Parliamo di mercato e di tecnica del prodotto…
“ Per noi sotto l’aspetto tecnico non è cambiato molto nel corso degli anni. Abbiamo affinato e continuiamo ad affinare un’idea che sta alla base dei nostri occhiali. Mi riferisco ai sette fogli di legno e ai due di alluminio agli angoli che sono rimasti i medesimi dell’inizio. Segno che il progetto è nato bene. Oggi cambiano le forme: il nostro lavoro ci porta a introdurre quattro modelli nuovi ogni anno. Potrebbero in casi eccezionali anche crescere e diventare di più. Ma non è il nostro mood, perché non ci muoviamo nelle nostre linee seguendo mode e colori. Ci organizziamo sulla combinazione dei legni, spesso proprio quelle richieste dal cliente finale. Le essenze con cui lavoriamo sono davvero tante e cromaticamente possiamo arrivare fino a circa sessantamila combinazioni differenti l’una dalle altre. In questo modo arriviamo a poter offrire l’occhiale personalizzato sulle caratteristiche del cliente.”

Però avete anche un’offerta standardizzata, a catalogo.
“ Certo. Infatti sempre più spesso i nostri ottici scelgono di avere un numero di occhiali in negozio da poter proporre e poi essere in grado di fornire anche l’occhiale specifico con i colori adatti al cliente.

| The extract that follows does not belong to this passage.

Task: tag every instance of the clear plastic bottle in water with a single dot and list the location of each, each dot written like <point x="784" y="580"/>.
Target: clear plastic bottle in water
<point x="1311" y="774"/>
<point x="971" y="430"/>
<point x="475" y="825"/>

Attenzione, fra il momento della scelta e quello della consegna al cliente passano quattro settimane, che, pensandoci, non è poi un tempo eccessivo. Le nostre quattro settimane sono settimane vere, che non si allungano. Nel senso che noi non promettiamo tempi che non siamo in grado di garantire. Sono tempi tecnici necessari a fare in modo che l’occhiale si stabilizzi dopo le differenti lavorazioni.”